Published Sep 14, 2011
quaneshadavis
1 Post
Hi,
I am actually a high school student in the Atlanta area. I plan on entering college next fall to major in nursing, to become a certified nurse midwife. There are a few paths i can take. the only school in Georgia with the Nurse-Midwife Masters Program is Emory, so I will end up there anyway.
They have RN-MSN option, and I feel like this would be the better option, to just get an associates & the take the bridge courses and go to the Masters, rather than a Bachelors then a Masters. I know if i just wanted to be a RN it would be better to get a BSN, but since I don't want to be an RN I was thinking I could take the quicker, cheaper route, that will also have me working quicker (even if just a year or so).

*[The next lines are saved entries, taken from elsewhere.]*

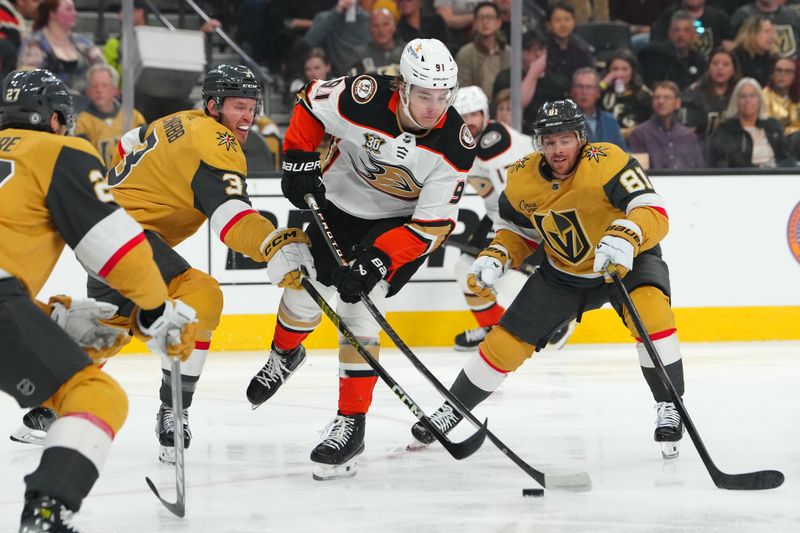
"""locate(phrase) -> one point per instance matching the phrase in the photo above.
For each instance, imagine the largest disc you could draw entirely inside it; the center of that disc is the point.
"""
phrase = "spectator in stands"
(712, 24)
(536, 87)
(602, 125)
(533, 16)
(785, 21)
(382, 54)
(339, 36)
(669, 144)
(502, 107)
(755, 48)
(480, 61)
(15, 17)
(746, 138)
(782, 98)
(459, 16)
(622, 92)
(101, 122)
(675, 59)
(706, 99)
(566, 52)
(640, 15)
(55, 47)
(418, 24)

Does anyone have any suggestions? I really love Midwifery & my biggest concern is doing it right and getting there as quickly as possible and without having to spend 100s of thousands of dollars doing it.

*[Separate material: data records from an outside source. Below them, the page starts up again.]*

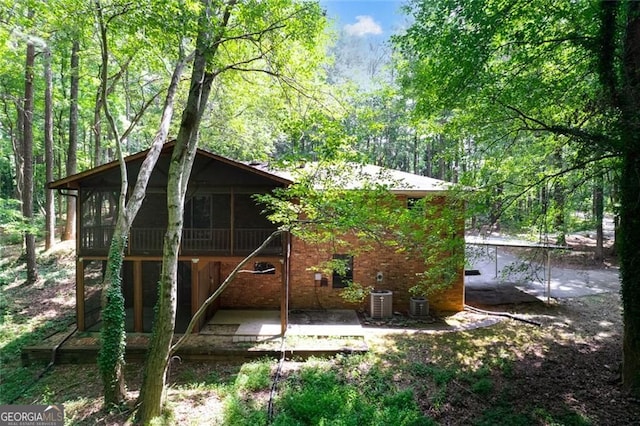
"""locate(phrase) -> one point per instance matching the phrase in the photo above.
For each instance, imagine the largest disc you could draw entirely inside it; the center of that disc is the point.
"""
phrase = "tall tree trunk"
(27, 150)
(97, 130)
(559, 223)
(50, 214)
(111, 356)
(72, 158)
(630, 201)
(18, 155)
(598, 214)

I just wanted a few opinions. I plan on contacting a few Midwives to get their opinion on the matter but I also wanted to have some students or working nurses opinions on it. Even if i decided not to be Midwife, I could still go back and do an RN-BSN degree.

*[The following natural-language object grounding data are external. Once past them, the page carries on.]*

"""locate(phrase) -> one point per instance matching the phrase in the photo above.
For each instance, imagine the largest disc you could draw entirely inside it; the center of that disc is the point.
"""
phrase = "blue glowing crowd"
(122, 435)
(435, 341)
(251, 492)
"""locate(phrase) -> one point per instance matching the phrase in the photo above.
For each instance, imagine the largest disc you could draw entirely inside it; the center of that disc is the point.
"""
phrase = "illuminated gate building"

I just need a little advice before I start applying to schools and stuff.
Thanks in advance!
EarthwormRN
45 Posts
I too, want to be a midwife. I have already gotten my ADN and am currently working as an RN. I don't really have answers your looking for but I'm hoping that someone else will so that it can help me too. I will be moving to georgia in the next few months and want to continue on my education there.
metal_m0nk, BSN, RN
920 Posts
The program you mentioned requires that you take a total of 77 semester hours before beginning masters level courses (60 semester hours of undergraduate prerequisites and 17 semester hours of "bridge" courses).
How much time and money would you really be saving?
Edit: Looks like someone dug up an old thread. Oops.